Jeff Johnson, past president of the board of UT Libraries’ John C. Hodges Society, has curated an exhibition of rare books at the prestigious Grolier Club.
Founded in 1884, the Grolier Club in New York City is America’s oldest and largest society for bibliophiles and enthusiasts in the graphic arts.
Johnson, a lifelong book collector, is particularly partial to mystery and detective novels. His exhibit, Whodunit? Key Books in Detective Fiction, includes rare works from the 19th century and early 20th century. All books are from his personal collection, and most are first editions from the author’s home country.
Johnson’s narrative for the exhibit presents a history of the detective genre, beginning with the “true crime” books of the early 19th century.
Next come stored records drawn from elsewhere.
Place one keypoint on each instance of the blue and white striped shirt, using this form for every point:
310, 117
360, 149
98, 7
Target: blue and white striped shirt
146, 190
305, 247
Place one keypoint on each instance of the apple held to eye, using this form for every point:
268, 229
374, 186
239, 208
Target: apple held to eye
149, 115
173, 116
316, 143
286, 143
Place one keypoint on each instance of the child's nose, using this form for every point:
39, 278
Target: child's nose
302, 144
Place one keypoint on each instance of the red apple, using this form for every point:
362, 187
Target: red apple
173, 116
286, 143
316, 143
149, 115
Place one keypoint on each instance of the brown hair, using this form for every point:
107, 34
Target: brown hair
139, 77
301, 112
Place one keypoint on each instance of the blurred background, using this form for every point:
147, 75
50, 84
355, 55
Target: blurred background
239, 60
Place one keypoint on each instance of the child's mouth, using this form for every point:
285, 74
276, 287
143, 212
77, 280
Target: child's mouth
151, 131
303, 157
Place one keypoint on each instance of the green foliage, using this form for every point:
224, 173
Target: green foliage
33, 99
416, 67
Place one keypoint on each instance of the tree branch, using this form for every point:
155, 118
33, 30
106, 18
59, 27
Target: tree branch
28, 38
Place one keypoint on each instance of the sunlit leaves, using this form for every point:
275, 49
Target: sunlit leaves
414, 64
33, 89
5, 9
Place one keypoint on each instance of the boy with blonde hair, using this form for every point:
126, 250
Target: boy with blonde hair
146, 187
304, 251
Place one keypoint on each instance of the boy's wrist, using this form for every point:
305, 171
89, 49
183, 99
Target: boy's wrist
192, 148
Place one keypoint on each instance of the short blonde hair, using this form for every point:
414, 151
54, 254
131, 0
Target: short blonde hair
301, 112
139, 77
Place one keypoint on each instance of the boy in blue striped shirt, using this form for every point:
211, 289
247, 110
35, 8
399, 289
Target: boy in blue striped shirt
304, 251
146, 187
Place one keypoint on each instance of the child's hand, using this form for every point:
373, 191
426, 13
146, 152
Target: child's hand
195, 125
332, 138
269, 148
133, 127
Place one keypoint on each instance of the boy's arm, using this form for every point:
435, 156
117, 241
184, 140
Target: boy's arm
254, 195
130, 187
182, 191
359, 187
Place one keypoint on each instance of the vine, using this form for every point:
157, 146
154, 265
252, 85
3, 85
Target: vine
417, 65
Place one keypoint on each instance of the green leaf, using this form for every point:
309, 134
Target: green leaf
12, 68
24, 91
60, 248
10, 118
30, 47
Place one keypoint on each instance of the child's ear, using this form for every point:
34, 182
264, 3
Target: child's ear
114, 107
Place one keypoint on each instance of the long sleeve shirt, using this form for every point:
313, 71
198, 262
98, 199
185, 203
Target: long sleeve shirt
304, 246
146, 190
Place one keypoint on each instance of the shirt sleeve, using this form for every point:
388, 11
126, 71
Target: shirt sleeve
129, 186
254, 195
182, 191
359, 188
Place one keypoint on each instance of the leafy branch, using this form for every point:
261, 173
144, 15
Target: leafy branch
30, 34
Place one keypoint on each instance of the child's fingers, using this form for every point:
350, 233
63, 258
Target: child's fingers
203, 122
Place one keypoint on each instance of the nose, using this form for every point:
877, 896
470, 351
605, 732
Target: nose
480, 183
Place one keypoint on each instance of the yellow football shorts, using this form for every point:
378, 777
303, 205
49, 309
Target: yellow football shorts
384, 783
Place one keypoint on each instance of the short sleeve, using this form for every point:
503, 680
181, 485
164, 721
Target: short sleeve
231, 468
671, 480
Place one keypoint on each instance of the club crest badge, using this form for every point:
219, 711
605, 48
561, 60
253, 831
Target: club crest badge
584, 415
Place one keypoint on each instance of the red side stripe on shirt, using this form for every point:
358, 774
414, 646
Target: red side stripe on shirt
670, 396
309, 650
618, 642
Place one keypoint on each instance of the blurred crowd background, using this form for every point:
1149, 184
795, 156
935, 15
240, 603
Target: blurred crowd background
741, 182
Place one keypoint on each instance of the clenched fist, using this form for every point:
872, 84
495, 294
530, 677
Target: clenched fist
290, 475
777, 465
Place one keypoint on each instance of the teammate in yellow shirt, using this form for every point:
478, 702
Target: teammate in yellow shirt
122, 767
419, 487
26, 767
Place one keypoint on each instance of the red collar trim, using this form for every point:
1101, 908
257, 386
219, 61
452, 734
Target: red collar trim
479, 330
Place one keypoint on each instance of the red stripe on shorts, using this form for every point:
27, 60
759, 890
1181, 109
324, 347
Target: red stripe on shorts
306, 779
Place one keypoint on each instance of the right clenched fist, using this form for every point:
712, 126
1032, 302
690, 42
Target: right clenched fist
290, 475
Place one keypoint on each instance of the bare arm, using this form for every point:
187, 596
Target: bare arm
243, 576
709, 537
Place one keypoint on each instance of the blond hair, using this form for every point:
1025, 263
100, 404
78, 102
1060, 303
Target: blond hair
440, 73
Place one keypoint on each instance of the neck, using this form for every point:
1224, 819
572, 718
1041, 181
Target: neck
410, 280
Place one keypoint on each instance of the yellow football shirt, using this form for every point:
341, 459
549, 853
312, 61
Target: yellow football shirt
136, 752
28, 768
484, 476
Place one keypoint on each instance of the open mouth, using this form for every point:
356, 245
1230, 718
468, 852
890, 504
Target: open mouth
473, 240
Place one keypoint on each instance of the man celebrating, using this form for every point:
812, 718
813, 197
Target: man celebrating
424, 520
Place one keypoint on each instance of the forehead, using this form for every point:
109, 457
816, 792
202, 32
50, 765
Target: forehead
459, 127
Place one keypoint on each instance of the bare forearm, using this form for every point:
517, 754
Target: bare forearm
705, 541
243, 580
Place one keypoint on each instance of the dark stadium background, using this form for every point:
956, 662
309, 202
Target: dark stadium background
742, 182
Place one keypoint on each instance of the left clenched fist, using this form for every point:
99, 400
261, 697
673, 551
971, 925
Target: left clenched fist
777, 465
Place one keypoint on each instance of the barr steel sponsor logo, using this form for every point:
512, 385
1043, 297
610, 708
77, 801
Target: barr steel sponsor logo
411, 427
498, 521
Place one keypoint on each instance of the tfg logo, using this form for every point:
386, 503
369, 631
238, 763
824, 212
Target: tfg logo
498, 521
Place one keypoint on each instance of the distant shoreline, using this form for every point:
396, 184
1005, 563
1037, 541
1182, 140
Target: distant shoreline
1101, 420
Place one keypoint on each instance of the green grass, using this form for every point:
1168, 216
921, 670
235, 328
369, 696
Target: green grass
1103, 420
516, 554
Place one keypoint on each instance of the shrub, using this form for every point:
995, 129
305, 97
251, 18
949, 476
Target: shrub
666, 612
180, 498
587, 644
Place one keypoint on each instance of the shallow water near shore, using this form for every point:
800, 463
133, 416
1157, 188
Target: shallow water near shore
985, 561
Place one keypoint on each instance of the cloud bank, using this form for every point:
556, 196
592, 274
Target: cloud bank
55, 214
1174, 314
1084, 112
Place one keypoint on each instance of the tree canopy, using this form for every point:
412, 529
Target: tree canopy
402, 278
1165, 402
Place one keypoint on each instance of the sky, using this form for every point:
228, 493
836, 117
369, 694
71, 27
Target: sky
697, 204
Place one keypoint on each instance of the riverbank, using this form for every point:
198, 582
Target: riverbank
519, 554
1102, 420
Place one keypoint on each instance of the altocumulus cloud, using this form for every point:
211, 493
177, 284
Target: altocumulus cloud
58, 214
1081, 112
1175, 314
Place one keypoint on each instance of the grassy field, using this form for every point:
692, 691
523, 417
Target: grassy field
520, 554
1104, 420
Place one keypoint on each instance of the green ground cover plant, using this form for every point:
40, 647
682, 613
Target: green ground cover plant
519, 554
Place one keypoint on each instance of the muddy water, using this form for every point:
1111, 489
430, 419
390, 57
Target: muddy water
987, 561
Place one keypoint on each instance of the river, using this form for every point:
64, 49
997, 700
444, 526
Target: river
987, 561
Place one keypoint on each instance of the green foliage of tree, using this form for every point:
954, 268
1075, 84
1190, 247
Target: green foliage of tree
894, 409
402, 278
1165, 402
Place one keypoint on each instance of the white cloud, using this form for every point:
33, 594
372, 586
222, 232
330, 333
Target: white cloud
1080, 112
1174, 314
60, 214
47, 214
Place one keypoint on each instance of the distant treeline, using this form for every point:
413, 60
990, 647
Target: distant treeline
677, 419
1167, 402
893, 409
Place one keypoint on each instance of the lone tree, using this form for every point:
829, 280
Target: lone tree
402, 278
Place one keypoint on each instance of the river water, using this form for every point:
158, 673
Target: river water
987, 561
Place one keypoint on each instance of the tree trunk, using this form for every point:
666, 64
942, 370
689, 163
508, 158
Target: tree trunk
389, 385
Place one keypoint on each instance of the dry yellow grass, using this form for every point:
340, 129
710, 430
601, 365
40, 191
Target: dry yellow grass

One early and interesting example would be the Memoirs of Vidocq, Principal Agent of the French Police until 1827. Vidocq was a real-life criminal who became, in turn: a police informant; head of the first detective force, Paris’s Sûreté Nationale; then the head of the world’s first detective agency.
Johnson notes authors who first introduced tropes that have become recurring themes within the detective fiction genre. American novelist Anna Katherine Green, for instance, set many precedents for future detective fiction: a rich person murdered on the verge of signing a new will, the body in the library, a coroner’s inquest, testimony from expert witnesses, a map of the scene of the crime, and an explanatory chapter wrapping up the mystery.
Fans of detective fiction can view the exhibit online.
Johnson was an architect with the renowned Knoxville firm McCarty Holsaple McCarty for three decades, retiring from his role as executive vice president and chief financial officer in 2021. As a member of McCarty Holsaple McCarty, he played a leading role in the first major renovation of UT’s John C. Hodges Library in 1987 — even designing the library’s iconic oak tables.
In addition to serving as president of the UT Libraries’ John C. Hodges Society board, Johnson has been active in many civic organizations. Earlier this year, he was honored with a UT Alumni Service Award.